Luego de hablar y seguir a la rata que olisqueaba por todas partes cual sabueso cazando conejos, llegamos a lo que parecía ser un barrio, casas no muy decoradas, borrachos con botella en mano como principal señal de celebración, personas de rostros humildes y arrugados,  niños con extraños artificios que emanaban chispas de colores y volaban, exceptuando lo último todo me recordaba a mi pueblo en Efrinder en sus mejores tiempos, la nostalgia me invadió y mire al cielo antes de bajar unas largas escaleras sobre los techos vi algo, fue un momento de total surrealidad que me aceleró y puso los pelos de punta. Vi lo que pareciese ser un  dragón con cara de zorro y cuerpo alargado flotando sobre uno de los tejados pero en un pestañeo la imagen desapareció; voltee incrédulo y lleno de asombro, buscando alguien más que lo haya visto pero las demás personas estaban demasiado ocupadas huyendo del animalescos grupo que acompañábamos, al parecer no eran muy conocidos en esta zona o quizá sí, lo suficiente como para que las personas se pusiera pálidas al verlos y echaran a correr.

Dragón Zorro:


-Yo también lo vi, no fue una ilusión, algo se movió por los tejados… -Dijo Bhaks en el silencio de mi mente. Mientras bajábamos unas largas escaleras que llegaban a lo lejos a lo que parecía ser un puerto.

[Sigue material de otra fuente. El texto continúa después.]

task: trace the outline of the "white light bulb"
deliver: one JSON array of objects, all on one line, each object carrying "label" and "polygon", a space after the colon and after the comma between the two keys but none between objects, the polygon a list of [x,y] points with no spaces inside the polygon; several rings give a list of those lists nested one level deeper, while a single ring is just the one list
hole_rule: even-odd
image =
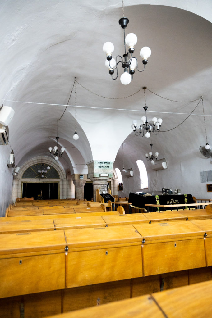
[{"label": "white light bulb", "polygon": [[145,116],[142,116],[141,118],[141,121],[143,122],[143,124],[145,124],[146,122],[146,118]]},{"label": "white light bulb", "polygon": [[127,72],[124,72],[121,76],[120,80],[121,83],[124,85],[127,85],[131,81],[132,78],[130,74]]},{"label": "white light bulb", "polygon": [[114,51],[114,45],[111,42],[105,42],[103,45],[103,52],[107,55],[111,55]]},{"label": "white light bulb", "polygon": [[151,55],[151,50],[148,46],[144,46],[140,51],[140,55],[142,59],[148,59]]},{"label": "white light bulb", "polygon": [[135,58],[132,59],[131,63],[130,66],[130,70],[134,70],[137,67],[137,60]]},{"label": "white light bulb", "polygon": [[79,139],[79,136],[77,135],[77,133],[76,131],[74,133],[74,136],[73,136],[73,138],[74,140],[77,140]]},{"label": "white light bulb", "polygon": [[137,43],[137,39],[134,33],[129,33],[125,38],[125,43],[128,46],[134,46]]},{"label": "white light bulb", "polygon": [[116,60],[113,58],[110,61],[110,65],[109,65],[109,61],[106,59],[105,61],[105,66],[108,68],[115,68],[116,67]]}]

-Estamos cerca. -Dijo el rastreador, olfateando y moviéndose con más rapidez, sus compañeros se quejaban diciendo que no podían dejar a la Selen Sanctra salir del país pues estarían "jodidos".

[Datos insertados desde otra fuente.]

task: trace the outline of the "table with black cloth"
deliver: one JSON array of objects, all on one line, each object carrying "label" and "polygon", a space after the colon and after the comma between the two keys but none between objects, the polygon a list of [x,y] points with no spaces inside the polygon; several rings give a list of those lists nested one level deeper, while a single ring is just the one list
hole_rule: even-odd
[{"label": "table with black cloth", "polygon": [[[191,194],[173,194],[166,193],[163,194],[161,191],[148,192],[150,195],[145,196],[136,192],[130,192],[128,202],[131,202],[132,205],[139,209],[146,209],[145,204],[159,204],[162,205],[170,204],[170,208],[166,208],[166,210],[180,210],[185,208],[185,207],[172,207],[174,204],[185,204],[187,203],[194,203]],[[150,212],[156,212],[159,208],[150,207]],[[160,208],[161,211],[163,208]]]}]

-No te preocupes, lo impediremos. -Dijo su compañero zorruno, a pesar de todo sonaba muy seguro. Bajando un poco más las escaleras tuvimos que detenernos en seco y mis ojos no lo creían. Un samurai de armadura y katana, con la piel férrea, humeante, fogosa y con una máscara. Parecía un volcán con diferentes salidas de lo que parecía ser sangre hirviendo. La luz de las lámparas hacía brillar sus brazos plateados cuál acero recién forjado. -¡Tenemos que comernos eso! -Dijo Bhaks ansiosa y con voz demoníaca.

—¡Woah! No me lo quería creer, pero Rui tenía razón. Los Yakuza estaban tras sus pasos. -Dijo el samurai, al aparecer estos tipos si tienen fama. ¿Quien coño era Rui?

—Señor Li. No queremos tener problemas con usted. Si existe dinero de por medio, estoy seguro que nuestro señor le podrá pagar el doble. -Respondió el zorro.

—No, Shaad, no hay dinero de por medio. —La voz del samurái era un eco frío y agrio bajo la máscara, como si se ahogara dentro de la misma haciendo sonar su voz vibrante pero fantasmagórica.

—Será mejor que toques una buena canción Shaad —susurró la rata entre sus compañeros, levantó la mano derecha y sacó una flecha de su carcaj— Pronto bailaremos.

—Así me gusta. No me gustaría matarlos sin que decidieran defenderse. Vengan, vengan todos juntos si quieren. Para quienes no me conozcan, soy Cortamundos, la puerta que siempre está abierta, acérquense y pasen, los llevaré al otro lado.

Al decir esto era inminente el enfrentamiento. Los Yakuza eran 4, nosotros 3. Si el tipo de las alas, la señorita y la rata se fueran podrían llegar a donde la damisela que buscamos y seríamos 4 contra el samurai, solo necesitábamos una distracción. Era curioso pero me llego a la mente de una forma algo inquietante el hecho de que los animales murieran y pudiera comerlos o probarlos a todos… Además de que me gustaba el bastón del mono. ¿Que me pasa diablos me...?

-Escupele tinta en la máscara, en los orificios de los ojos, así podríamos darles tiempo. -Dijo mi parásito en mi mente.

-Obviamente. -Le respondí de la misma manera, era un buen plan y ya estaba sacando mi frasco de tinta y bebiéndome la mitad del contenido, mezclado con licor anteriormente ingerido me daría un chorro oscuro, 5 segundos escupiendo sería suficiente para el tipo volara y estos animales hicieran algo. Guardé rápidamente el frasco, cogí unos kulls de plata de mi bolsillo para comerlos en cuanto la batalla empezara, solo me quedaba esperar que el zorro dijera algo para actuar; este escenario se prestaba para una peculiar obra de arte. Animales detenidos por un malvado samurai mientras buscan a su amada señora, necesito escribir eso.